= Judith Wills =

Judith Wills (born 1949) is a British author, food and health journalist, magazine editor and columnist. She was born in Oxfordshire, the youngest child of a telephone salesman and an ex-primary schoolteacher, and was educated at the Oxford College of Technology (now Oxford Brookes University . She lives on the borders of Herefordshire and Wales.

==Career==
In 1967, at age 17, she moved to London and became a secretary, then a writer, for the UK's pop culture magazine Fabulous at the end of the Swinging Sixties, and spent many years in the London media and show business scene.

Wills was editor of Slimmer magazine for over 10 years and then wrote a weekly food column in The Daily Express. She writes for several websites including Netmums and Saga and for magazines including Saga and Candis.

Her books have been published in 14 languages. The best known book is The Food Bible, which is held by 1400 libraries according to WorldCat

She has also written numerous related diet books, cookbooks, and an autobiography,
Keith Moon Stole My Lipstick, published by UKA Press in 2008 and by The History Press in 2016, and held in 10 libraries according to WorldCat The book has been featured in Women's Weekly and Candis Magazine.

==Bibliography==

===Non-fiction===
- The Food Bible First publish in 1998 by London : Quadrille, ISBN 9781899988976, and New York : Simon & Schuster Editions ISBN 9780684856926 Revised ed.. in 2007. New and completely revised edition published by White Owl in February 2019 in hardback and February 2020 in paperback.
- The Diet Bible
- Feeding Kids Headline.
- The Green Food Bible
- The Garden to Kitchen Expert with Dr D. G. Hessayon, Transworld.
- The Children’s Food Bible
- Take Off 10 Years in 10 Weeks
- Everyday Eating for Babies and Children
- Midlife, New Life London : Quadrille.
- 6 Ways to Lose a Stone in 6 Weeks
- The Omega Diet
- Judith Wills' Slimmer's Cookbook
- Judith Wills' Virtually Vegetarian

Wills' autobiographical story Keith Moon Stole My Lipstick, about her life in her late teens and early twenties working for one of the leading pop magazines of the 60s/70s was first published by UKA Press in 2008 and then in 2016 by The History Press.

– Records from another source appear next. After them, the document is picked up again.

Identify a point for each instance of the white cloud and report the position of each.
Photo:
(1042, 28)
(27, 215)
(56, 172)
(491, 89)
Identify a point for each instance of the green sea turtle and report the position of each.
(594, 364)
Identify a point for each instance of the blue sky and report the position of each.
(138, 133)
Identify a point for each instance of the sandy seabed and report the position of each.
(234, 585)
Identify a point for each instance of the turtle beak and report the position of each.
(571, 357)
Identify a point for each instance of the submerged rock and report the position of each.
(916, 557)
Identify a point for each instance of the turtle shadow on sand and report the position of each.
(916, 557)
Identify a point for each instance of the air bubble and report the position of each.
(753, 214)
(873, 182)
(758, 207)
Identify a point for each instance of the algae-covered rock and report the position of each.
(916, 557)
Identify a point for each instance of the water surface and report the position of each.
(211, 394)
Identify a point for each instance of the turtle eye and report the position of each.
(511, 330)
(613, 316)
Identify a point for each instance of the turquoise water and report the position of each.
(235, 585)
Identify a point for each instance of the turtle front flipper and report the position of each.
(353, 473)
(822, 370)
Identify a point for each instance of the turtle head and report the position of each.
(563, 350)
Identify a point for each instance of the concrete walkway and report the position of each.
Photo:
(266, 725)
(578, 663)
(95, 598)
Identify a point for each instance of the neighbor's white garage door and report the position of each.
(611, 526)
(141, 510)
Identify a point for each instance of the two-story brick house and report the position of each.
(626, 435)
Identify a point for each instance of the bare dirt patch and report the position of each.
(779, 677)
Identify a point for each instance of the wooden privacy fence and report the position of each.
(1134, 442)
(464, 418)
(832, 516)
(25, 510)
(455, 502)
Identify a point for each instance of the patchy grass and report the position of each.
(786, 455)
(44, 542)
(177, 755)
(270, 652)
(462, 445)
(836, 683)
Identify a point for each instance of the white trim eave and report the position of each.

Her books have been serialized in many UK national newspapers, including The Sunday Times, The Mail on Sunday and The Daily Mail.

===Magazines and Newspapers===
Wills has written for many national magazines and newspapers, including The Times, The Daily Mail, The Mirror, Daily Express, Good Housekeeping, Woman’s Weekly, Zest, Slimming, Marie Claire, Saga Magazine and Waitrose Food Illustrated. She has a regular blog on the Saga organisation website.

===Radio and TV===

Wills has starred in three Top 10 videos adapted from her books and has made many TV appearances and over 500 radio broadcasts.